Roddick Warrior Statue Finds Permanent Home at the Texas Tennis Museum
August 3, 2017
Visitors to the Texas Tennis Museum and Hall of Fame will now be greeted by Andy Roddick - or at least a life-sized version of him.
The terracotta warrior statue was one of eight commissioned by the ATP in 2007 for the Tennis Masters Cup, the prestigious circuit ending championship held in Shanghai, China. The statues, created by French sculptor Laury Dizengremel in China, included Roger Federer, Rafael Nadal, Novak Djokovic, Andy Roddick, Nikolay Davydenko, Richard Gasquet, Fernando Gonzalez and David Ferrer.
The terracotta warriors are symbolic of China’s history and internationally recognized around the world.
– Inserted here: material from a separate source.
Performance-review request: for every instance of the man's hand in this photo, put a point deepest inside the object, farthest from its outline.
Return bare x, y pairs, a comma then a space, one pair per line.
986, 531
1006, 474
The terracotta army was originally created to be buried with the Emperor of Qin in 210-209 BC. It is believed to have taken some 700,000 workers and craftsmen 38 years to complete. Since being rediscovered in 1974, over 8,000 figures have been unearthed around the Emperor’s tomb. The site in China has become a major tourist attraction with nearly two million people visiting annually.
Dizengremel and her team, consisting of Shen Xiaonan and Zhang Yaxi, worked closely with the tennis players, measuring their faces and taking photographs in order to recreate their busts in clay, which were then added to the bodies. When the players were given pictures of their statues before the tournament, Roddick was the only one to request an alteration - the addition of his baseball cap. Sculptor Shen Xiaonan had left it off, concerned it would obscure the statue's face.
After the tournament, the complete set of Chinese tennis warriors were displayed at the Wimbledon Lawn Tennis Museum and eventually given to each player. Roddick was gracious enough to donate his to the Texas Tennis Museum and Hall of Fame.